Jonathan D. Fitzgerald    Feb 25, 2010    COMMENT    SHARE

I want to draw your attention to a currently free but presumably soon (as in 2011) to be not free section at NYTimes.com, “Opinionator.” For every writing class I teach I always choose an interesting article, usually an op-ed piece, magazine essay or blog post as a means of getting the students minds engaged and ready to tackle the other tasks of the day. This is particularly important this semester as my classes are either at nine in the morning, or seven at night. When I don’t already have a piece in mind for discussion, I almost always turn to “Opinionator.” There, several Times writers get to sound-off in an online-only column about, it seems, whatever they want.

In the last few days, two entries in particular have caught my attention and, I’m sure, will be any of interest to any readers for whom the intersection between faith and culture/public life is a concern. That is, presumably, all of you.

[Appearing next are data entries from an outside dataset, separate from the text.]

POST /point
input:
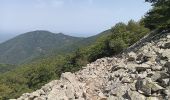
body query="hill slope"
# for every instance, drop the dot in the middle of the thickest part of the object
(33, 44)
(142, 74)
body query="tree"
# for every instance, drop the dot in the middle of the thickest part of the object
(159, 16)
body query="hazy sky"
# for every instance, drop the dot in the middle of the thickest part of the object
(83, 17)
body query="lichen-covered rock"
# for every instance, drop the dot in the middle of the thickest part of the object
(142, 74)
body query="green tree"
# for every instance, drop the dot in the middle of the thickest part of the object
(159, 16)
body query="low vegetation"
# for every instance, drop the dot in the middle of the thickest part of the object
(29, 77)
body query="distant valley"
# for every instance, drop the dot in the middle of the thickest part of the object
(31, 45)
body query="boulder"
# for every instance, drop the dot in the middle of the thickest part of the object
(146, 86)
(167, 65)
(132, 56)
(133, 95)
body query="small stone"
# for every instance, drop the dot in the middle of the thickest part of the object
(132, 56)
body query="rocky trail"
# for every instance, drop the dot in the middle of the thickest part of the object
(142, 74)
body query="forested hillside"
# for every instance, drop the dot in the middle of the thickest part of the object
(29, 77)
(32, 76)
(28, 46)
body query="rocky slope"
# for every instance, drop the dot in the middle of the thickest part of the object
(142, 74)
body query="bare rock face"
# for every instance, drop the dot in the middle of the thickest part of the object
(142, 74)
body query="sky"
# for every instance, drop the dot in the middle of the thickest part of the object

On February 22, Stanley Fish wrote a piece entitled “Are There Secular Reasons?” in which he used University of San Diego law professor Steven Smith’s book “The Disenchantment of Secular Discourse,” as a tool for analyzing the oft spoke about and inherently blurred role of religion in public life. Fish explores the various attitudes and opinions on either side of the debate, from the belief that religion should be reserved to a private realm which never comes into contact with one’s politics to the understanding that religious tenets are alright as long as they have some counterpart in secular reason.

He goes on to mention that there are many who suggest that secular reason does not see the whole picture and for that reason some deference to religious ideas must be observed. This is where many of us might identify ourselves, in defense of matters of faith on the grounds of a more holistic approach. Steven Smith, however, takes this a step further, and in so doing helped me recognize that I hadn’t gone far enough.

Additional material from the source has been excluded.